Sunday, April 13, 2014
'Young Riders' S1 DVD: How the West Was Studly
TGG Direct releasing a new gift box set of the 24-episode 1989-1990 first season of the ABC action-adventure Western series "The Young Riders" provides a great chance for folks who jumped in with the second and third season gift box sets of this fun and exciting program to see how it all began. Prior reviews on Unreal TV share thoughts on the second season and opinions regarding the third one.
Another nice thing about the first season set is that it does not experience the clearance issues that result in the second and third-seasons sets excluding some episodes. It seems that the first-season set includes all 24 episodes from that year.
The basic premise of the first season of "Riders" is that the group of studliest young bucks ever to populate a television series portray employees of the Pony Express mail delivery system in 1860s Kansas.
Stephen Baldwin leads the group as a younger and fictionalized version of Western showman Buffalo Bill Cody, who also was a Pony Express rider. Josh Brolin co-stars as "Jimmy" Hickok, whom an early "Riders" episode establishes (just like the real-life James Butler Hickok) as the inspiration for legendary gunman "Wild Bill" Hickock.
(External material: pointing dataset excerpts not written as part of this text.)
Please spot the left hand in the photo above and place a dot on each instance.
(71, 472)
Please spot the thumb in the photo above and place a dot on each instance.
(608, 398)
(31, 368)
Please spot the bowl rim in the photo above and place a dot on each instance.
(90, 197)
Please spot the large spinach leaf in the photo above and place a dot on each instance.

The pilot establishes how the less studly but much more adorable rider known throughout most of the series as "The Kid" comes to acquire his beloved horse Katy and join the moderately wild bunch that would somehow form a family.
The Kid also sets himself aside early on by being the first in the group to learn that rider "Lou" is really "Louise." This discovery leads to a courtship that plays a significant role in the wrapping up of "Riders" in its third season.
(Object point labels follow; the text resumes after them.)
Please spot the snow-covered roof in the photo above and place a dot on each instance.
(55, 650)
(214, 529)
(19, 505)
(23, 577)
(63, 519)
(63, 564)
Half-breed Native American Buck is just as dreamy as his colleagues and facilitates numerous story lines regarding the challenges that Native Americans who live in the anglo world face during a period in which those two groups are actively battling for the same land and right to live their traditional way of life.
The first-season episode "The Home of the Brave" introduces the element of the inner turmoil with which Buck struggles. A series of raids by a group led by Buck's brother both tests his loyalty to his fellow riders and townspeople and intensifies the prejudice of the general population.
Being mute is the characteristic that distinguishes rider Ike in this awesome 19th century boy band. His quiet demeanor extends beyond his ability to speak, but he is relatively quick to anger when properly provoked.
Ike's most memorable first-season episode has him fall in love with a mail-order bride from Baltimore who finds herself stranded on arriving in Kansas. His facial expressions are particularly communicative in this one.
No "Riders" review would be complete without mentioning the trio who at least try to guide our boys (and girl) and (try to) keep them out of trouble.
Team supervisor Teaspoon Hunter is seemingly nothing more than a wild old coot but has more wisdom behind his perpetually unshaved face that one would expect. He is also the center of a particularly awesome episode that is an homage to the classic 1963 film "The List of Adrian Messenger." The "Riders" episode has Teaspoon seeking to protect his fellow survivors of the Alamo and to discover who is killing them.
Melissa Leo plays station caretaker/den mother Emma Shannon; although she can be strict with her boys, she regularly shows how much she sacrifices to keep them happy and free of bullet holes.
Dreamy Brett Cullen plays Marshal Sam Cain, whose efforts to keep the boys out of the line of fire often fails. He is also sweet on Emma, and their courtship becomes a major plot point in the series.
A "very special" two-part season finale addresses the issues of states' rights generally and the upcoming Civil War more specifically. This one has "Hawks' Raiders" creating mayhem both in support of the southern states to govern themselves as they see fit and to oppose the cavalry abusing its authority in frontier states.
The local Army officers commandeering supplies and horses do not help the effort of this group to get the locals to support their cause.
This episode additionally involves sending The Kid on an exciting and dangerous undercover mission.
The final thought regarding the first 24 adventures of the easy-on-the-eyes rough riders are that this group does a great job putting on a wild west show that offers both gun fights and discussion-provoking social commentary. Further, many episodes end with a traditional ride into the sunset.